Additionally, three regression models are applied which are Logistic Regression, KNN and Naive Bayes. From the results of regression models prediction of flight delays will be made and performance of those models will be analyzed.
The dataset is raw data collected from Bureau Transportation Statistics which collects and publishes comprehensive transportation statistics. The dataset contains all the flights from Atlanta airport in the months of January 2022 and April 2022 with selected airlines which are Delta Airlines, Spirit Airlines, and Frontier Airlines.
There are around 70,855 rows in this dataset and 17 variables indicating the features of the flight including information about carrier code, month, day, flight number, origin airport, destination airport, airplane information, departure time, arrival time, and delays (related to departure, weather, security etc.).
Lets check the variables:
For your reference, the airline abbreviations used in the dataset refer as follows:
In this section, you will be able to see the trend on which day of the week and weekends contains the most flight delays per airline.
First, lets add Weekend variable into the dataset:
I used grepl() function which searches for matches of certain character pattern and returns TRUE if a string contains the pattern, otherwise FALSE. Since Saturday and Sunday starts with “S”, I adjusted the code according to this condition and added Weekend variable with following code:
dataset$Weekend <- grepl("S.+",weekdays(dataset$`Date (MM/DD/YYYY)`))
dataset %>%
mutate(Weekend=grepl("S.+",weekdays(dataset$`Date (MM/DD/YYYY)`)))Second, lets check the sum of all delay reasons per airline.

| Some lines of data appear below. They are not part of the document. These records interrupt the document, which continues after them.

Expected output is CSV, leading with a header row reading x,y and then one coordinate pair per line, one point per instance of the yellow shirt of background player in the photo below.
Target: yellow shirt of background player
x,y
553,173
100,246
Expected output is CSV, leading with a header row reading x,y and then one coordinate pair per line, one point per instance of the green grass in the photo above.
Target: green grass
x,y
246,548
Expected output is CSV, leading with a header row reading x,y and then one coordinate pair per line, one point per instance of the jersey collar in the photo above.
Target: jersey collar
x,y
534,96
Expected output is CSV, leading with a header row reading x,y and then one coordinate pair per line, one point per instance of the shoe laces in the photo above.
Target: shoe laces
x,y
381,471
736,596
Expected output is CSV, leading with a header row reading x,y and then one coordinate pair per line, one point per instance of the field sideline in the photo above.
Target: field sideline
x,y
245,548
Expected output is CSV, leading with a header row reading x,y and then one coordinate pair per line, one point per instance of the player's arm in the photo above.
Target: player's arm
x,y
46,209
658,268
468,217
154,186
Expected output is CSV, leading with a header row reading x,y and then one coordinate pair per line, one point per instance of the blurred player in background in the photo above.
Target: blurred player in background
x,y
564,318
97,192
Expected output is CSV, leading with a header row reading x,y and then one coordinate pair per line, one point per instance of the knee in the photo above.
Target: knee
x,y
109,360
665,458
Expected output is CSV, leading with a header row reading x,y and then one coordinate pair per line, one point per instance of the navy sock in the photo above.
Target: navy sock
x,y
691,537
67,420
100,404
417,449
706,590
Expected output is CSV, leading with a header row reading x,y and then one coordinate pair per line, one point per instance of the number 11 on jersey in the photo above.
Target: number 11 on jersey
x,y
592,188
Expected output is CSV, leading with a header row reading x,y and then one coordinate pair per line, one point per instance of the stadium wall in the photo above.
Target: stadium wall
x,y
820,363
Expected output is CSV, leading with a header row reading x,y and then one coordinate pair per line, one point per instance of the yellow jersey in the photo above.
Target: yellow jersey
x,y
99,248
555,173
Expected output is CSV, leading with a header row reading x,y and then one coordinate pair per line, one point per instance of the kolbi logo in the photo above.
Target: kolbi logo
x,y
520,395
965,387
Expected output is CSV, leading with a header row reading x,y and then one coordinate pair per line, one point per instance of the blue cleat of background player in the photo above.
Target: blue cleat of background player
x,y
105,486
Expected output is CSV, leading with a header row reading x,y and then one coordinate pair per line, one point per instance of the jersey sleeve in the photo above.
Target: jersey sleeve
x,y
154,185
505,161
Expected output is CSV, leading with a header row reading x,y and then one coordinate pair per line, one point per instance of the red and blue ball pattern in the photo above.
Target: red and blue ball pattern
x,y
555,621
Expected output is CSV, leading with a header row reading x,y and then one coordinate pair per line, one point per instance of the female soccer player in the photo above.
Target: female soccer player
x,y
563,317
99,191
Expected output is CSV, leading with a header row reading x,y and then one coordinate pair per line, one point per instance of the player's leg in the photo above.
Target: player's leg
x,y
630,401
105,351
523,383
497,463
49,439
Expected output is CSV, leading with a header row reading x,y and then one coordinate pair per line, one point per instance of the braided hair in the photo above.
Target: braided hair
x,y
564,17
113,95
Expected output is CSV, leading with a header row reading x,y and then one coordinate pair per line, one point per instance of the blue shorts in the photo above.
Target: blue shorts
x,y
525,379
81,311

To find this, I used pivot_longer function which is used to pivot a data frame from a wide format to a long format so that each column that has a “Delay” reason is pivoted into its own rows. After this, I used group by() and summarise() functions on carrier code and delay category to have sum of delays. Lastly, I plotted graph with ggplot package.
dataset %>%
pivot_longer(cols=contains("Delay"),
names_to='Delay Reasons',
values_to='Delays') %>%
group_by(`Carrier Code`,`Delay Reasons`)%>%
summarise(Delays = sum(Delays))%>%
ggplot(aes(x=Delays,y=`Delay Reasons`, fill=`Carrier Code` ))+
geom_col()+
labs(x="Sum of Departure Delays(mins) ",title = "Sum of Delays by Delay Reasons per Airline ")+
theme_bw()+
theme(plot.title = element_text(hjust = 0.5))+
theme(
axis.title.x = element_text(family="serif", color="black",size = 14, face = "bold"),
axis.title.y = element_text(family="serif", color="black",size = 14, face = "bold"),
plot.title = element_text(family="serif",color="black", size=16, face="bold"),
text=element_text(family="serif",size=14))+
theme(legend.text = element_text(family="serif",size = 10))+
theme(legend.title = element_text(family="serif",face = "bold",size=12))As we can see from the graph, it can be observed that the departure delay is highest number among all delays for each airline and delay security is the lowest one among all delays for each airline. Thus, I decided to focus on departure delay for this analysis
Next, to analyze the flight departure delayings, I created is_delay variable which shows if the departure delay is 15 mins or greater than 15 mins, it will be considered as delay.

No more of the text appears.